Chinese counterfeits are now making their way into the export system. In the US, about two-thirds of fake goods confiscated by US Customs originate in China. American businesses are losing an estimated $200 billion in business a year. Even Chinese businesses are starting to feel the detrimental effects of IPR infringement. However, aside from the occasional raid on a counterfeiter’s operation, these pirates see it more as a cost of doing business and get right back to work producing fake products.

Legislation granting protection to foreign businesses, while sometimes not the most logical, is not the main issue. The challenge is China’s lack of enforcement of already codified laws, stemming from the onus on the administrative system rather than the police. The State Intellectual Property Office established in 1998 was meant to coordinate China’s IP enforcement efforts, but this has yet to occur.

The US Embassy to China suggests that American companies register patents in China, although this gives no guarantee of protection but may be helpful as China slowly progresses in the area of enforcement. Of note, China’s law stipulates a first-to-file patent protection rather than the first-to-invent system of the US. Companies like Apple saw first-hand the fallout from this distinction. A Chinese company was the first to file the Ipad name in the country, even though Apple claimed ownership of the name after inventing the product. Apple had to eventually pay a large fee to the Chinese company to continue selling Ipads in China.

One can argue that China is taking positive steps to beef up IPR protections, as Figure 1 shows the more than double of IPR cases between 2008 and 2011. However in recent years, there has been a shift from physical counterfeit of say DVDs, music, clothes, etc. to that of cybertheft. Last year, US officials realized all too late that private information of nearly 22 million American citizens was stolen by Chinese hackers. That being said, President Obama and President Xi Jinping came to an agreement in late 2015 with wording that read, “Neither country’s government will conduct or knowingly support cyber-enabled theft of intellectual property, including trade secrets or other confidential business information, with the intent of providing competitive advantage to companies or commercial sectors.” Even if China fails to adhere to these guidelines, the fact that the two countries could come to an baseline agreement on IPR is significant.

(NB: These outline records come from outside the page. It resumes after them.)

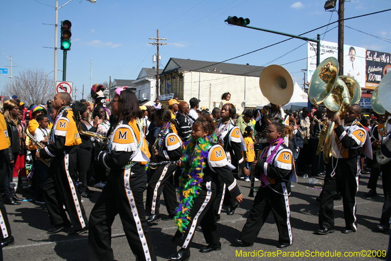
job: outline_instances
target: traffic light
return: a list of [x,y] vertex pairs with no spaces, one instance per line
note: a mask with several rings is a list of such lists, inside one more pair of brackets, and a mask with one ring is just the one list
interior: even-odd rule
[[229,16],[225,22],[228,23],[228,24],[233,25],[247,25],[250,24],[250,19],[244,19],[243,17],[238,18],[236,16]]
[[70,27],[72,23],[68,20],[61,21],[61,42],[60,49],[65,51],[70,50],[70,37],[72,33],[70,32]]

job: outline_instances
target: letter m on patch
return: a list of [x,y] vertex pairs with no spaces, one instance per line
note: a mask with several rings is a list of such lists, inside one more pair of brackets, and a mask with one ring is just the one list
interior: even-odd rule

An example of one such way the Chinese government is working to increase enforcement of IPR can be seen with the country’s relationship with Disney. Last November, Chinese authorities announced a special one year crackdown of counterfeit Disney products, the first time that China has singled out a single entity. That being said, it would appear that guanxi and kickbacks are in play here. Disney is currently in talks to build a new $5.5 billion theme park in Shanghai, including a designation of 2.7 square miles around the Shanghai park as a Disney trademark protected area.

Some organizations such as the Social Science Research Network (SSRN) have done extensive legwork to lay out an action plan to repair the IPR relationship between the US and China. The SSRN suggests a 12-step action plan using an already existing and agreed upon constructive strategic partnership model pronounced in the Joint Statement issued after the 1997 US-China Summit. A deeper look at the specific plan outlined by the SSRN can be found here. No matter the case, until China takes dramatic steps to recognize the barrage of violations in the area of IPR infringement, progress will continue to be a long, arduous process.